The other part that's a bit off in that example is that (again, in my field) just showing p < 0.05 isn't really publishable.

Sure, but you live in a world where you can actually make data. If you wanted even 10,000 observations about Democrats and the economy, you'd have to wait more than 9100 months, or 758 years, for data to accumulate. I mostly study state politics and data availability mean that I often am stuck with cross sections -- no matter what I do, I have 50 states. Well, 49 because Nebraska is fucked up.
posted by ROU_Xenophobe at 8:58 PM on August 19, 2015 [3 favorites]


I found this paper to be immensely enlightening on the history of the p-value:
p-Values are Not Error Probabilities

The main thrust is that back in the 20's and 30's when a lot of the basic stats stuff was being figured out, there were two schools of thought:

School A brought the p-value, and it was tailored towards scientists who had to work with a small number of expensive-to-gather observations.

School B made use of asymptotic estimations of error probabilities, which more-or-less correspond to the precision and recall values that we compute using cross-validation in the machine learning world. The p-value school chastised the asymptotics people because who would ever have so much data?

The paper argues that over time, the two schools got sorta-kinda merged in a messy way, losing sight of the core concepts, to the point that most basic texts to this day contain fundamental errors. And meanwhile (my editorial here), stats has been stuck in the small-experiment mindset, which is useful in lots of areas but has kind of led them to drop the ball on machine learning and data science. ("The fact that data science exists as a field is a colossal failure of statistics," as Hadley Wickham put it.)

Bottom line is that p-values kinda suck, and just about the only thing they have going for them at this point is that most people* claim to understand them. On the other hand, there are a million other choices for measuring the success of your favorite hypothesis, which allows whole new dimensions of value-hacking...

My guess (I've been drinking tonight) is that in the long run the main tools of science will be mathematics, machine learning, and literary criticism. Which is to say, prove it, cross validate a strong predictive model, or GTFO.

* - By people, we mean phd-wielding researchers.
posted by kaibutsu at 12:17 AM on August 20, 2015 [2 favorites]

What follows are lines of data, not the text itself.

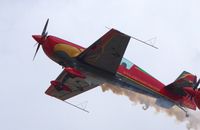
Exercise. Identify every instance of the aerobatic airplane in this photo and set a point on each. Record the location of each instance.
(103, 62)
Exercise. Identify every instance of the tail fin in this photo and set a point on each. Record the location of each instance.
(186, 79)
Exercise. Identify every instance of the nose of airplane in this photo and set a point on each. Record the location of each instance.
(38, 38)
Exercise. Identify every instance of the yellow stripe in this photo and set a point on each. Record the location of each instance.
(70, 50)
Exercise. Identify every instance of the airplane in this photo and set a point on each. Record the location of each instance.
(103, 62)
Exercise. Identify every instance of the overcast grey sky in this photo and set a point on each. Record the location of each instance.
(175, 24)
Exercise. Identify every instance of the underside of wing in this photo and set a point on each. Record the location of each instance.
(67, 86)
(107, 52)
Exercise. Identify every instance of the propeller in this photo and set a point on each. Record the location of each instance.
(40, 38)
(196, 85)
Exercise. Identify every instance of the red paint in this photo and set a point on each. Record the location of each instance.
(134, 73)
(153, 84)
(74, 72)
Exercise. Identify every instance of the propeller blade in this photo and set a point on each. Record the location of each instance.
(44, 33)
(36, 51)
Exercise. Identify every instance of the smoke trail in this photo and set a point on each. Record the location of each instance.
(192, 121)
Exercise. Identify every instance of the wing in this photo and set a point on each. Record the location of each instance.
(107, 52)
(67, 86)
(184, 80)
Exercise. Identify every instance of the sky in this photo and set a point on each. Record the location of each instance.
(174, 23)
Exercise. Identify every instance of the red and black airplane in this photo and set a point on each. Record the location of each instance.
(103, 62)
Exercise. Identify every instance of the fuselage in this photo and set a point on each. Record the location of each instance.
(131, 77)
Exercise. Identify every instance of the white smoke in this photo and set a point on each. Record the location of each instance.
(136, 98)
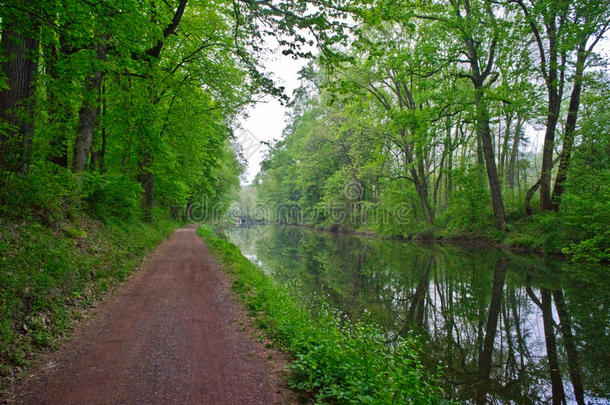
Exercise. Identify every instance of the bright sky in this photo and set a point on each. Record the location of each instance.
(266, 120)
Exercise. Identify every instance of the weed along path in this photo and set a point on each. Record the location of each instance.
(173, 334)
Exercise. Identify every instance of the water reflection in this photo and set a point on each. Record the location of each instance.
(508, 328)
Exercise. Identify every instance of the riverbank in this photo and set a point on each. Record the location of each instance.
(531, 236)
(334, 359)
(53, 275)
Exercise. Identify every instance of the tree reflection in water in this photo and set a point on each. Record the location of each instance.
(507, 328)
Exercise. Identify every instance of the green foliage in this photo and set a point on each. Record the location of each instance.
(112, 196)
(469, 204)
(50, 275)
(337, 360)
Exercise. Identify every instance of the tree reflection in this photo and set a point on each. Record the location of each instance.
(506, 327)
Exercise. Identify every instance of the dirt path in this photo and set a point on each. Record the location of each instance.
(172, 335)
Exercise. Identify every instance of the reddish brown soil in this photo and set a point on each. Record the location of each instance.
(172, 335)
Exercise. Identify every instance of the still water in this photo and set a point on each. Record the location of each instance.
(507, 328)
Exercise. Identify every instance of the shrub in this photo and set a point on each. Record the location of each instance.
(335, 360)
(112, 196)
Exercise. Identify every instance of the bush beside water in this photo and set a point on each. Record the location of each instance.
(335, 360)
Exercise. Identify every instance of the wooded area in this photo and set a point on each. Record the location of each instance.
(434, 106)
(131, 105)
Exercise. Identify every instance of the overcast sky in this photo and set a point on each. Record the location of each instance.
(266, 120)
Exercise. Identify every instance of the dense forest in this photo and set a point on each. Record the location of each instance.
(413, 119)
(423, 122)
(116, 117)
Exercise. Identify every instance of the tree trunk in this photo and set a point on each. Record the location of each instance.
(570, 130)
(484, 136)
(102, 157)
(510, 173)
(20, 49)
(554, 105)
(58, 109)
(87, 115)
(147, 180)
(484, 361)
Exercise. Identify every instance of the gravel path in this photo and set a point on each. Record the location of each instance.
(173, 334)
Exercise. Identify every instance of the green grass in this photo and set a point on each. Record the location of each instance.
(335, 360)
(50, 274)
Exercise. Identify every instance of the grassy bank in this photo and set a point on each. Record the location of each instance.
(51, 274)
(336, 361)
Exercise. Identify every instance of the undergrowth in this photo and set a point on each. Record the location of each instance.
(335, 360)
(51, 273)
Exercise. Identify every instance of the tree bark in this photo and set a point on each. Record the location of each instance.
(87, 115)
(510, 173)
(20, 50)
(570, 130)
(484, 136)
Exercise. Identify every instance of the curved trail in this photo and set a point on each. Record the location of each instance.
(173, 334)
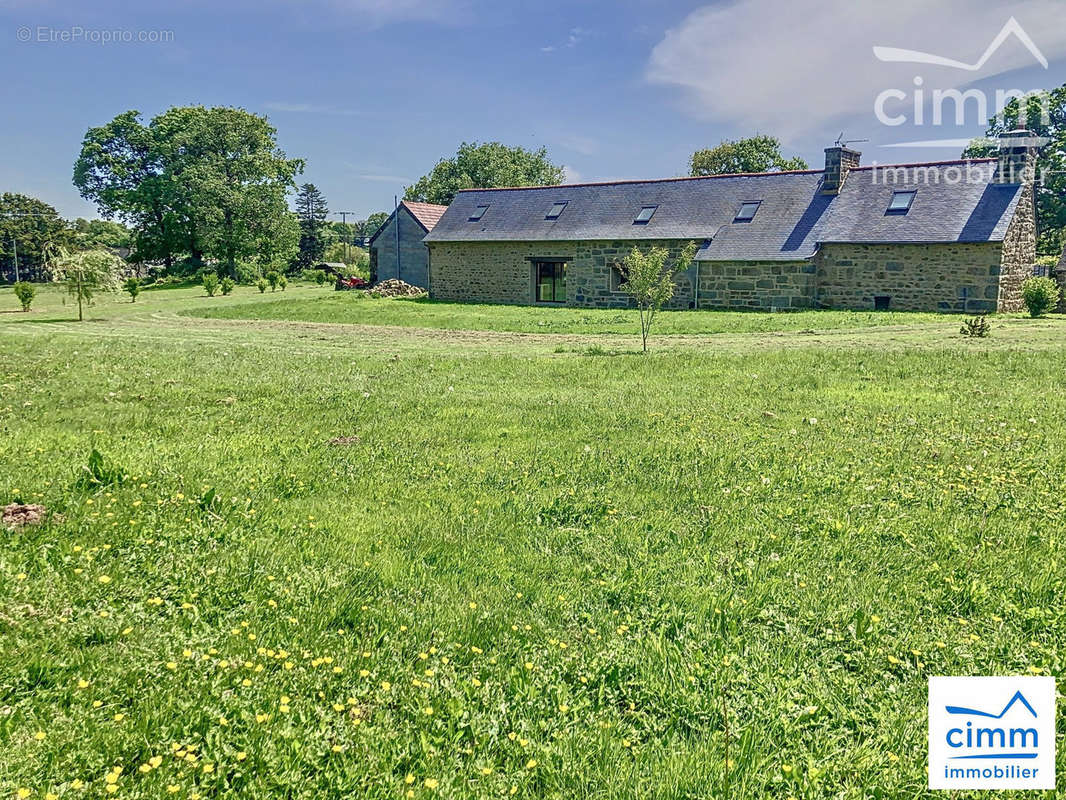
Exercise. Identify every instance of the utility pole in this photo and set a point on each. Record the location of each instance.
(343, 221)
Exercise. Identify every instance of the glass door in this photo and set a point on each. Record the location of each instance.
(550, 282)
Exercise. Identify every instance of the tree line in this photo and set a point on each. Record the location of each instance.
(200, 186)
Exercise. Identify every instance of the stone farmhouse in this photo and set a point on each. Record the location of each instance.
(396, 248)
(956, 236)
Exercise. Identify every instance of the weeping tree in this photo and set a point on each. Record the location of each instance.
(86, 274)
(649, 282)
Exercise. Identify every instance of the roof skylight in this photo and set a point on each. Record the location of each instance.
(747, 211)
(645, 216)
(901, 202)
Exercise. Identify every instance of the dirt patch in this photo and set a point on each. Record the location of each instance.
(17, 515)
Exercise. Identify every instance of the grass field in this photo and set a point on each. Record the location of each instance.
(388, 549)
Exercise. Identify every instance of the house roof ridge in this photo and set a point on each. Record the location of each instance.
(947, 162)
(630, 181)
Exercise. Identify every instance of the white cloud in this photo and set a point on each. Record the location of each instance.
(385, 12)
(575, 37)
(310, 108)
(790, 68)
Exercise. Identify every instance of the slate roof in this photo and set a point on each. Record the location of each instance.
(794, 218)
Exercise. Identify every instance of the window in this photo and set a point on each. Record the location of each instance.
(901, 203)
(556, 210)
(645, 216)
(747, 210)
(550, 282)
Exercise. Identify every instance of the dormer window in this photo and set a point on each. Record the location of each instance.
(556, 209)
(645, 216)
(747, 211)
(901, 203)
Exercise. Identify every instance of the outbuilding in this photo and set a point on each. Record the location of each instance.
(397, 249)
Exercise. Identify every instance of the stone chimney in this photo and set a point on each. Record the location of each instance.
(839, 161)
(1017, 157)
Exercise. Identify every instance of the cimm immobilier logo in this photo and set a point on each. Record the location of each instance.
(992, 733)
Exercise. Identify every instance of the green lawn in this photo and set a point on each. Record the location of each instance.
(356, 308)
(528, 569)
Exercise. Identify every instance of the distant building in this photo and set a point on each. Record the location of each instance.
(397, 249)
(955, 236)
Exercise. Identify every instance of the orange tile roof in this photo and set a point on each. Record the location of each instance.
(427, 213)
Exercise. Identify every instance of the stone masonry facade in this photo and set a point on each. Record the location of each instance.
(412, 264)
(503, 272)
(960, 277)
(913, 277)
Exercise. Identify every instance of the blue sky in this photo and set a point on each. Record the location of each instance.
(372, 93)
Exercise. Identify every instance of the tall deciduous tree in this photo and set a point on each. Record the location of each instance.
(1044, 114)
(28, 228)
(756, 154)
(311, 211)
(484, 166)
(87, 273)
(195, 180)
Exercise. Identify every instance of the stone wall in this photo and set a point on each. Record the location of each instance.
(1019, 252)
(1061, 277)
(964, 277)
(489, 272)
(759, 285)
(916, 277)
(413, 265)
(502, 272)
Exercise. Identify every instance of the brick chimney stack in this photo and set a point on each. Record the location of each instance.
(839, 161)
(1017, 157)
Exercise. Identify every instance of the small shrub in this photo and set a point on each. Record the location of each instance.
(210, 284)
(1040, 296)
(976, 328)
(132, 287)
(25, 291)
(100, 472)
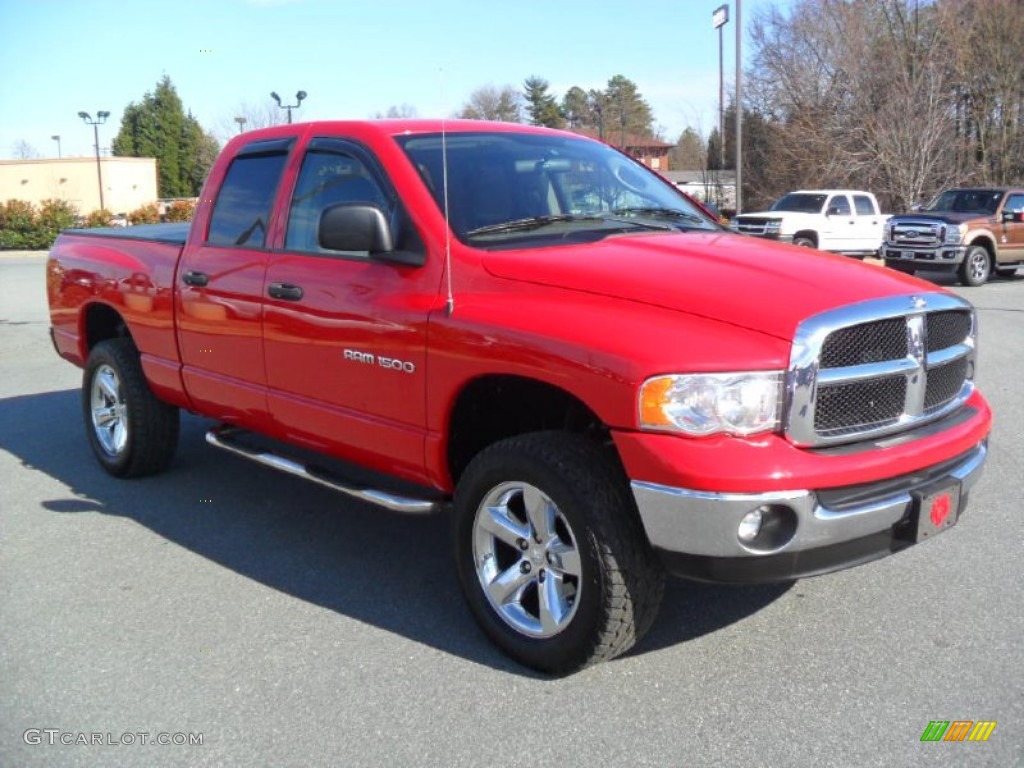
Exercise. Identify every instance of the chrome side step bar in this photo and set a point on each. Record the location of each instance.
(222, 437)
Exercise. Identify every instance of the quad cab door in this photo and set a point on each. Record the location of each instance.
(1012, 235)
(345, 332)
(842, 224)
(220, 291)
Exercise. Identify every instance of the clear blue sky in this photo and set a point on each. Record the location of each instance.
(354, 57)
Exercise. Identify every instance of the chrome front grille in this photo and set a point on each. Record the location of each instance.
(878, 368)
(752, 225)
(918, 233)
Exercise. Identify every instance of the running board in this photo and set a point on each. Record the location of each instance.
(222, 437)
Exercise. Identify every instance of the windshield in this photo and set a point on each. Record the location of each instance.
(966, 201)
(801, 203)
(512, 188)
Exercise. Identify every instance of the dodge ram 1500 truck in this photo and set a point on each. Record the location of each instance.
(840, 220)
(969, 232)
(537, 334)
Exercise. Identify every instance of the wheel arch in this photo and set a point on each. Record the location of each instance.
(495, 407)
(100, 322)
(810, 235)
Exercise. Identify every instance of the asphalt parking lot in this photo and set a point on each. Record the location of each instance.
(291, 627)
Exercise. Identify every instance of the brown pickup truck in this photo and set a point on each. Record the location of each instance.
(971, 231)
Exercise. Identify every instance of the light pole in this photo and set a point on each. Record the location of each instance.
(739, 108)
(719, 18)
(299, 96)
(100, 119)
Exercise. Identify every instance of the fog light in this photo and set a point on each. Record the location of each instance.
(750, 526)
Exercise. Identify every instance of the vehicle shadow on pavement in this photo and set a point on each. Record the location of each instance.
(389, 570)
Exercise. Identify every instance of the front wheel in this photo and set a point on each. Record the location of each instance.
(551, 554)
(977, 266)
(131, 432)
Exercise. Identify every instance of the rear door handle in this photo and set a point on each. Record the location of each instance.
(192, 278)
(285, 291)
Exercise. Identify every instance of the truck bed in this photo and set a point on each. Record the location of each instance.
(171, 233)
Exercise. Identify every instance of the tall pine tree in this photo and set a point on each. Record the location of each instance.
(159, 127)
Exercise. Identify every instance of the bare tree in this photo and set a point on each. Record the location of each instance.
(22, 150)
(397, 111)
(488, 102)
(901, 96)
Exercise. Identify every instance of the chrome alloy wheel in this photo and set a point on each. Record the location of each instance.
(978, 264)
(110, 412)
(526, 559)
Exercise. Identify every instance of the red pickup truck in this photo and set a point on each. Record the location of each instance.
(530, 330)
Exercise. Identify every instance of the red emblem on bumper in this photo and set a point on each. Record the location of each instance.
(940, 509)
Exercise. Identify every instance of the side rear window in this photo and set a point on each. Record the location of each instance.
(242, 212)
(841, 204)
(863, 205)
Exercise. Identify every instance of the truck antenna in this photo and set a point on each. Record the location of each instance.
(450, 303)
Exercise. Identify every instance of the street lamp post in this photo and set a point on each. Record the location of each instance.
(299, 96)
(100, 119)
(719, 18)
(739, 108)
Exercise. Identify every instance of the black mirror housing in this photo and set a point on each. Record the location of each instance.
(354, 226)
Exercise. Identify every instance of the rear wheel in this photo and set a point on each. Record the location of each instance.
(977, 266)
(131, 432)
(551, 554)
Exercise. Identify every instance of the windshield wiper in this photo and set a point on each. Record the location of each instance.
(668, 213)
(536, 222)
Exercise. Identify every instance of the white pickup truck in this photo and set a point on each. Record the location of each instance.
(841, 220)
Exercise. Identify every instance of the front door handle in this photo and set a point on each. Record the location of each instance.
(192, 278)
(285, 291)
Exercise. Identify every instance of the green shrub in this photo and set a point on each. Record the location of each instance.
(23, 227)
(147, 214)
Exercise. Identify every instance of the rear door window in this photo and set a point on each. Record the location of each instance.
(863, 205)
(840, 204)
(242, 213)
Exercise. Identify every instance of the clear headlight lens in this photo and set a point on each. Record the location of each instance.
(707, 403)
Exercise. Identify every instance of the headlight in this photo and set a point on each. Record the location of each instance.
(707, 403)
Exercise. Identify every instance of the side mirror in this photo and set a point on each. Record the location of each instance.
(354, 226)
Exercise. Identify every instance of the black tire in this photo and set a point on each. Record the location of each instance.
(131, 432)
(976, 267)
(616, 594)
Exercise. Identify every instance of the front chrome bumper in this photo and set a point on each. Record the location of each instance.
(695, 526)
(937, 256)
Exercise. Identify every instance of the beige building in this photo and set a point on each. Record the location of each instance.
(128, 182)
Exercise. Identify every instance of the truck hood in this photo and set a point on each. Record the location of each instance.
(747, 282)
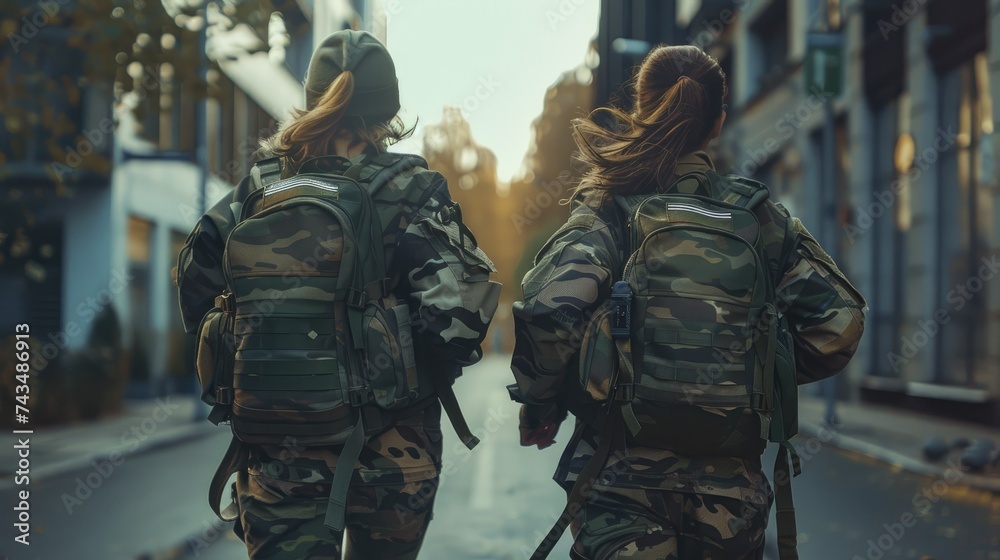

I may not have learned any statistics from this, but I did learn that Republican presidents are inversely correlated with economic prosperity to a high degree of confidence.
posted by rum-soaked space hobo at 1:09 AM on August 20, 2015 [1 favorite]


The premise of this article is good, but the example of linear regression (that's the method used for the p value about the political parties) is a bit unfair.

The point is to show how selecting the data inputs can completely change the results *and* pass a statistical test. It's explicitly meant to *not* be fair, it's meant to show those who do not know statistics how p-hacking can happen -- that is, you can select your data to fit an arbitrary standard.

It's like the frictionless perfect sphere of uniform density in a perfect vacuum we're always using in teaching physics. No such beast exists anywhere ever, but it makes the equations really simple and makes demonstrations easy.